Early on, crystallography was a domain of mineralogy and mathematics and dealt mostly with symmetry properties and imaginary crystal lattices. This changed when Wilhelm Conrad Röntgen discovered X-rays in 1895, and in 1912 Max von Laue and his associates discovered X-ray irradiated salt crystals would produce diffraction patterns that could reveal the internal atomic periodicity of the crystals. In the same year the father-and-son team, Henry and Lawrence Bragg successfully solved the first crystal structure of sodium chloride and the era of modern crystallography began. Protein crystallography (PX) started some 20 years later with the pioneering work of British crystallographers. In the past 50-60 years, the achievements of modern crystallography and particularly those in protein crystallography have been due to breakthroughs in theoretical and technical advancements such as phasing and direct methods; to more powerful X-ray sources such as synchrotron radiation (SR); to more sensitive and efficient X-ray detectors; to ever faster computers and to improvements in software. The exponential development of protein crystallography has been accelerated by the invention and applications of recombinant DNA technology that can yield nearly any protein of interest in large amounts and with relative ease. Novel methods, informatics platforms, and technologies for automation and high-throughput have allowed the development of large-scale, high efficiency macromolecular crystallography efforts in the field of structural genomics (SG). Very recently, the X-ray free-electron laser (XFEL) sources and its applications in protein crystallography have shown great potential for revolutionizing the whole field again in the near future.
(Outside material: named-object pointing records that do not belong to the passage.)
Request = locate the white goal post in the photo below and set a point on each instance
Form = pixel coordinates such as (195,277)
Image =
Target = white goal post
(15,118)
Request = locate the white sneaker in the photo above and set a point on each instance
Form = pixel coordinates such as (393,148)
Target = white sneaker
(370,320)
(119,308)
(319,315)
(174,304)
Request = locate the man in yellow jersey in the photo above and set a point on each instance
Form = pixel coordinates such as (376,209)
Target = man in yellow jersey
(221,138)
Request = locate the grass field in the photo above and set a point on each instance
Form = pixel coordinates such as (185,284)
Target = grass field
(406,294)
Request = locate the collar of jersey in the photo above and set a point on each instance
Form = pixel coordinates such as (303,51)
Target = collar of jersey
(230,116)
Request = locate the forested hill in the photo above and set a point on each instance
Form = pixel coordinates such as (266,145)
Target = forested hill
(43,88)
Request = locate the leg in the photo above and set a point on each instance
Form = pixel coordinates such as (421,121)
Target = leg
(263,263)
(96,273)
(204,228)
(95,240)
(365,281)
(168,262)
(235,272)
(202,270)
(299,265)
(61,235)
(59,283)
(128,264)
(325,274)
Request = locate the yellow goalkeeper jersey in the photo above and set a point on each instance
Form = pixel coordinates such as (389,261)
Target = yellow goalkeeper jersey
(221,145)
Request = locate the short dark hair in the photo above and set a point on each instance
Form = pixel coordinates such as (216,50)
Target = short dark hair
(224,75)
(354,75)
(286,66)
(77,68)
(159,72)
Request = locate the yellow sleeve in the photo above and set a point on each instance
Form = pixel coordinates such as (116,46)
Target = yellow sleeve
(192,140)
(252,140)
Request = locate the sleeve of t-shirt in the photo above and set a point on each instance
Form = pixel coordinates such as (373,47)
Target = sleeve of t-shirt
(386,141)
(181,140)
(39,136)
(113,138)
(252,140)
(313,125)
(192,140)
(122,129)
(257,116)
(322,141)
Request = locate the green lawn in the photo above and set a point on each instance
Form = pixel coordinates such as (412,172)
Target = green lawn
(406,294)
Keywords: X-ray crystallography; X-ray free-electron laser (XFEL); computer programs and graphics; protein crystallization; recombinant DNA techniques; structural genomics (SG); synchrotron radiation (SR).

Figure 1

A description of the development of protein crystallography with time, showing rapid exponential growth of protein crystallography since 1840s, the exponential growth of both proteins crystallized and protein crystal structures solved is well underway in the recent 20 years, block lettered events represent some of the most important milestones for protein crystallography.

Figure 2

The three representative technology fields with most rapidly increasing rates. All three have directly contributed to structural biology. In fact, among the three, electronics governed by the famous Moore's law has had the slowest but most stable exponential growth since 1970s. It has increased more than 10 orders of magnitude over the last 40 plus years and is responsible for the explosive growth of computers, IT and telecommunications industry. The red line represents the recent rapid growth of the so-call next generation sequencing (NGS) which has increased about 10 orders of magnitude just over the last 10 years. DNA (gene) sequences direct protein synthesis that is indispensible in recombinant DNA technology and therefore in solving protein structures. NGS makes it possible to get an overall estimation of how many proteins are in biological systems and that we might need to crystallize and visualize crystal structures. X-ray source intensities have increased more than 20 orders of magnitude since 1980s from the dedicated X-ray production source of 2nd generation SR to current XFEL sources.

Figure 3

Structure determination pipeline from the Joint Center for Structural Genomics (JCSG), USA. (Figure courtesy of I. A. Wilson).

Figure 4

Over the last several years, the Su laboratory at Peking University has built up technological platforms of high-throughput (HTP) methods for structural biology studies, including target selection; HTP and semi-robotic gene cloning; protein expression; protein purification; crystallization and crystal structure determinations.